Independent Director Stock Plan—The Board approves restricted stock awards pursuant to our 2020 Incentive Plan. The awards are granted to our independent directors as service-based awards. As of December 31, 2025 and 2024, there were approximately 23,000 and 24,000 outstanding unvested awards granted to independent directors, respectively, in connection with the 2020 Incentive Plan.
Share-Based Compensation Award Activity—As of December 31, 2025, the fair value for certain of our equity awards was based on our Nasdaq closing stock price at the date of the grant and the fair value for our 2025, 2024, and 2023 performance-based awards was calculated using the Monte Carlo method, as described above. All share-based compensation awards, regardless of the form of payout upon vesting, are presented in the following table, which summarizes our stock-based award activity (number of units in thousands):
| | | | | | | | | | | | | | | | | |
| Restricted Stock Awards(1) | | Performance Stock Awards(1) | | Weighted-Average Grant-Date Fair Value |
Nonvested at January 1, 2023 | 770 | | | 1,136 | | | $ | 29.60 | |
| Granted | 162 | | | 308 | | | 27.27 | |
| Vested | (393) | | | (129) | | | 29.99 | |
| Forfeited | (10) | | | — | | | 30.75 | |
Nonvested at December 31, 2023 | 529 | | | 1,315 | | | 28.89 | |
| Granted | 196 | | | 248 | | | 27.49 | |
| Vested | (327) | | | (104) | | | 28.69 | |
| Forfeited | (18) | | | (711) | | | 32.83 | |
Nonvested at December 31, 2024 | 380 | | | 748 | | | 25.87 | |
| Granted | 195 | | | 263 | | | 29.54 | |
| Vested | (145) | | | (199) | | | 26.16 | |
| Forfeited | (12) | | | (46) | | | 25.11 | |
Nonvested at December 31, 2025 | 418 | | | 766 | | | $ | 27.25 | |
(1)The maximum number of award units that could be issued under all outstanding grants was 1.2 million as of December 31, 2025. The number of award units expected to vest was 0.8 million as of December 31, 2025.
The expense for all stock-based awards during the years ended December 31, 2025, 2024, and 2023 was $11.2 million, $10.3 million, and $9.4 million, respectively. We had $13.6 million of unrecognized compensation costs related to these awards that we expect to recognize over a weighted average period of approximately two years. The fair value at the vesting date for stock-based awards that vested during the year ended December 31, 2025 was $8.4 million.

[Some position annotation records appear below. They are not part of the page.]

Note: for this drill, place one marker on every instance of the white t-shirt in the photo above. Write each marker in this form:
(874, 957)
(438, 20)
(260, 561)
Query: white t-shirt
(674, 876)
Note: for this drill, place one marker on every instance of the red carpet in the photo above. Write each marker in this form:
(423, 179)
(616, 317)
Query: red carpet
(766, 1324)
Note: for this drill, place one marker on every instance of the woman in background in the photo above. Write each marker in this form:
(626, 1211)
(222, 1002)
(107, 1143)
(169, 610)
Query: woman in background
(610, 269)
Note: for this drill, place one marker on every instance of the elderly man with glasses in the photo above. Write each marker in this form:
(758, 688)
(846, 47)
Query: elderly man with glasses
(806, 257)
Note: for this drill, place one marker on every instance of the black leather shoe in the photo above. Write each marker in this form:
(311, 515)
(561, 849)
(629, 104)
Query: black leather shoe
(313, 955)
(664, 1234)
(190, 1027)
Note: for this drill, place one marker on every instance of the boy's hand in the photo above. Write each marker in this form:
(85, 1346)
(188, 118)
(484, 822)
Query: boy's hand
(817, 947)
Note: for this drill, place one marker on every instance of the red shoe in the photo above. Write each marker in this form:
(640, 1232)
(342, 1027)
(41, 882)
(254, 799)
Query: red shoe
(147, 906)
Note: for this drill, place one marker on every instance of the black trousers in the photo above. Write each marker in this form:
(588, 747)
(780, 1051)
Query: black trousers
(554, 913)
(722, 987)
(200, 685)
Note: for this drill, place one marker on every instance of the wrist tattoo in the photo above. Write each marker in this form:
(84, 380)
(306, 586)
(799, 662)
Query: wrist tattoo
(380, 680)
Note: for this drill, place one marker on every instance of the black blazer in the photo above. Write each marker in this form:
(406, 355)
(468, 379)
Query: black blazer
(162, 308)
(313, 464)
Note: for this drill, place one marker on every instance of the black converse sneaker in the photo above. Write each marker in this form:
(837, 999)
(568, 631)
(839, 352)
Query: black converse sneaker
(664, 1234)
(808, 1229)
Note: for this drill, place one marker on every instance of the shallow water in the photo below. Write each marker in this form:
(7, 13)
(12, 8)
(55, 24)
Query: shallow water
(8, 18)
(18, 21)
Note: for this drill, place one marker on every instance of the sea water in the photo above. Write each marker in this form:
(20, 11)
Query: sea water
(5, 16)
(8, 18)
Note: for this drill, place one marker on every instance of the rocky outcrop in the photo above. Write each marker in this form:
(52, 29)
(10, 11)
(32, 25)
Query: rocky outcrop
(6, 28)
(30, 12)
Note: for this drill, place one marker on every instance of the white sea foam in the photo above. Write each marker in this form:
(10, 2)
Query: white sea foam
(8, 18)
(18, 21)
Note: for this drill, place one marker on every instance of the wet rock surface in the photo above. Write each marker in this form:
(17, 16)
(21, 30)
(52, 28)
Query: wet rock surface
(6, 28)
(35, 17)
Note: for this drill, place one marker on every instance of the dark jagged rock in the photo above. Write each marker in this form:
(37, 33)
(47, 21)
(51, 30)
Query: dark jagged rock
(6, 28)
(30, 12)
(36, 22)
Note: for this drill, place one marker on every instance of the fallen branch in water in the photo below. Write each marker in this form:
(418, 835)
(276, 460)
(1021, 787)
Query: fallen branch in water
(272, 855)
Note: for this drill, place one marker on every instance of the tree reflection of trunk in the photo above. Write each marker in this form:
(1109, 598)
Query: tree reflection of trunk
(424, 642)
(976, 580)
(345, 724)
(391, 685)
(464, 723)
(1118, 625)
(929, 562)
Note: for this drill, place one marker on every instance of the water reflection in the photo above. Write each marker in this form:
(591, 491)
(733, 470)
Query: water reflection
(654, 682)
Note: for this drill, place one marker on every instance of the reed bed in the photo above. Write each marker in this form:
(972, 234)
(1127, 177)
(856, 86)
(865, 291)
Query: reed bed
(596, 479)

401(k) Plan—We sponsor a 401(k) plan that provides benefits for qualified employees. Our match of the employee contributions is discretionary and has a five-year vesting schedule. The cash contributions to the plan for the years ended December 31, 2025, 2024, and 2023 were approximately $1.3 million, $1.1 million, and $1.1 million, respectively. All employees who have attained the age of 21 are eligible to participate starting the first day of the month following their date of hire. Employees are vested immediately with respect to employee contributions.